Long Island Power Authority Secrecy Exposed In Federal Court

Empowering voters to elect Long Island Power Authority Trustees. Maverick ratepayers exposed more secrets of LIPA in an effort to force the public elections by way of an action in Federal Court

The Long Island Power Authority (LIPA) Trustee election controversy is back in Federal Court for reargue. Maverick ratepayers exposed more secrets of LIPA in an effort to force the public elections by way of an action in Federal District Court (EDNY) in Central Islip, NY. LIPA continues to hide financial and operational information from Freedom of Information request including demands issued by a Suffolk County appointed LIPA Oversight Committee.

The ratepayers assert that LIPA is hiding rafts of financial malfeasance including a huge drain of Long Island Ratepayer monies to the United Kingdom by way of illegal agreements with UK based National Grid.

LIPA was originally designed to have regionally elected trustees at its inception in 1985. Those elections were illegally stalled until 1995 when voter's rights to elections were illegally repealed (without local "home rule" approvals by your elected officials). The litigants assert that elected trustee candidates are still defined in NYS Election Law and as such the Board of Elections MUST put the three-petitioned candidates on the ballot.

NY Governor Andrew Cuomo proposed the "ending of LIPA" by way of privatization. However, the maverick litigants challenge the Governor's plan as "empty" because there is "nothing to sell". Further, the litigants remind the Governor that if either he, or County Executives Steve Bellone, or Ed Mangano, agree to trustee elections then secret governance (by way of Albany and embezzlers) ends; and then LIPA becomes locally manageable, competitive, greener, auditable, and eventually lower rates and relief for ratepayers.

The litigants are also seeking to remove Federal Judge Joanna Seybert from their case because she is in a RESPONDENT in another case by one of the litigants (a matter suing former Treasury Secretary Hank Paulson dating back to 2006.) "Judge Seybert is conflicted in this matter and never should have heard, or worse, judged any of it" claims an onlooker.
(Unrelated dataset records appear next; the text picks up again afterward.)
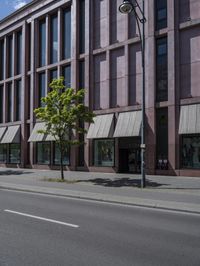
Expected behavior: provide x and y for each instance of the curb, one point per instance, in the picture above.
(105, 198)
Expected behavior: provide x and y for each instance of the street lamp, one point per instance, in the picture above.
(125, 8)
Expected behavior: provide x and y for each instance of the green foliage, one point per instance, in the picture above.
(62, 111)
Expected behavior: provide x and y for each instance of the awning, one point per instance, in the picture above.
(2, 131)
(12, 135)
(189, 119)
(103, 127)
(36, 137)
(128, 124)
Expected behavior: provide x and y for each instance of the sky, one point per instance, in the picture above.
(9, 6)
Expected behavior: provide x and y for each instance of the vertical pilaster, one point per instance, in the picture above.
(74, 67)
(172, 123)
(150, 90)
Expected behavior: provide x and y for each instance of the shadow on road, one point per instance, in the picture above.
(14, 172)
(122, 182)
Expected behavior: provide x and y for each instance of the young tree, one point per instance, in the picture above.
(62, 110)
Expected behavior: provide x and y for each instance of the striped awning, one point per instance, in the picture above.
(2, 132)
(36, 136)
(103, 127)
(128, 124)
(189, 119)
(12, 135)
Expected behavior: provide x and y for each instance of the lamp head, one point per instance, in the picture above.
(126, 7)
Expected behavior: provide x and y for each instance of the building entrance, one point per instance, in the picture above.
(129, 155)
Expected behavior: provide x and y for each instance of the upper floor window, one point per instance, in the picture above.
(1, 59)
(161, 70)
(42, 88)
(10, 56)
(1, 104)
(42, 43)
(9, 102)
(66, 34)
(18, 100)
(67, 76)
(54, 39)
(161, 14)
(82, 26)
(19, 52)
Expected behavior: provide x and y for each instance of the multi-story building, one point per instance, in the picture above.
(94, 46)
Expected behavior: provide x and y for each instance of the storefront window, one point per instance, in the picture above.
(43, 153)
(3, 151)
(191, 152)
(14, 153)
(104, 152)
(57, 156)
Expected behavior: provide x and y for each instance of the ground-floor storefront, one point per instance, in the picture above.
(111, 145)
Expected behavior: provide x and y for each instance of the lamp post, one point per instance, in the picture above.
(125, 8)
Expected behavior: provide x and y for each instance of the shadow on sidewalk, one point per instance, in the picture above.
(14, 172)
(122, 182)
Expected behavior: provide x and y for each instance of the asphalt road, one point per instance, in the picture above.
(46, 230)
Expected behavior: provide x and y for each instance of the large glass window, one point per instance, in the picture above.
(67, 76)
(162, 138)
(42, 85)
(161, 14)
(10, 56)
(42, 43)
(43, 153)
(9, 102)
(104, 152)
(1, 59)
(19, 52)
(66, 34)
(1, 104)
(14, 153)
(3, 153)
(57, 155)
(82, 26)
(18, 100)
(54, 39)
(161, 70)
(190, 152)
(53, 74)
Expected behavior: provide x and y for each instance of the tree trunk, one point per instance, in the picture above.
(61, 164)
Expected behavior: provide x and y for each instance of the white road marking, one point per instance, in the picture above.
(42, 218)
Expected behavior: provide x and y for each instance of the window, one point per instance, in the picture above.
(42, 43)
(53, 74)
(82, 26)
(161, 70)
(19, 52)
(18, 100)
(161, 14)
(104, 152)
(9, 102)
(54, 39)
(57, 156)
(10, 56)
(3, 153)
(66, 34)
(162, 138)
(190, 152)
(14, 153)
(43, 153)
(67, 76)
(1, 59)
(42, 85)
(1, 104)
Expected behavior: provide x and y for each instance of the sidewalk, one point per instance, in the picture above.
(173, 193)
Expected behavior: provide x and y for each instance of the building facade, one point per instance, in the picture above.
(95, 47)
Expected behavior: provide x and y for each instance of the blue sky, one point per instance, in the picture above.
(9, 6)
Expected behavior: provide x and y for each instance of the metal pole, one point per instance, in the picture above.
(143, 179)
But can LIPA --- the nation's lowest rated utility with nearly the nation's highest rates --- continue to dodge open governance by way of legal and political tricks?

The three insurgent ratepayers --- an energy expert, a business strategist, and an attorney --- claim their goal is to slash LIPA rates dramatically through a combination of new efficiencies, eliminating obscure fees and cronyism, and allowing open competition and local municipal power authorities.